In some ways I felt that the conversation carried a gentle subtext, "Don't let your fantasies run away with you. Sure, Hosea, it's great to see you again and all that; but we haven't been part of each other's lives in well over a decade, and don't forget that." But in other ways I'm not so sure. When the conversation flagged, I just sat and looked at her -- partly to see what she would do. What she did was to sit comfortably and look straight back at me, eyes to eyes. And smile.
Towards the end of the lunch, she mentioned that she has applied to a program which means she'll be moving out of town no later than summer, to the big city a couple of hours from here. Gosh, I said, we just now bump into each other again and you're moving? What a pity that we didn't have this lunch a couple of years ago. No, she said, I was in a lot more tumult a couple of years ago when I was right in the teeth of the divorce. I wouldn't have been ready for a lunch like this then.
And as we left the restaurant she gave me a card.
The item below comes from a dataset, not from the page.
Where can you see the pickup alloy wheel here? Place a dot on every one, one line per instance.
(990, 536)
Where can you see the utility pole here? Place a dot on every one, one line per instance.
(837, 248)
She had written out a message one of her friends had written for her early in her own divorce, words that she said hadn't meant a lot to her then but that she had grown into. I read it as I walked back to my car.
It is his time, when the sun begins to shine more brightly and the stars twinkle more often, in the middle of his years.
When he allows himself to see his own desires and feed upon what nurtures him best.
It is his time, to grow and change that suits his soul, that suits his mind, that suits his body.
When he finally acknowledges that the past is done, and the future is of his own design, and he takes gentle care in nurturing his own self in ways that suit just him.
I think we are going to do this again in a while.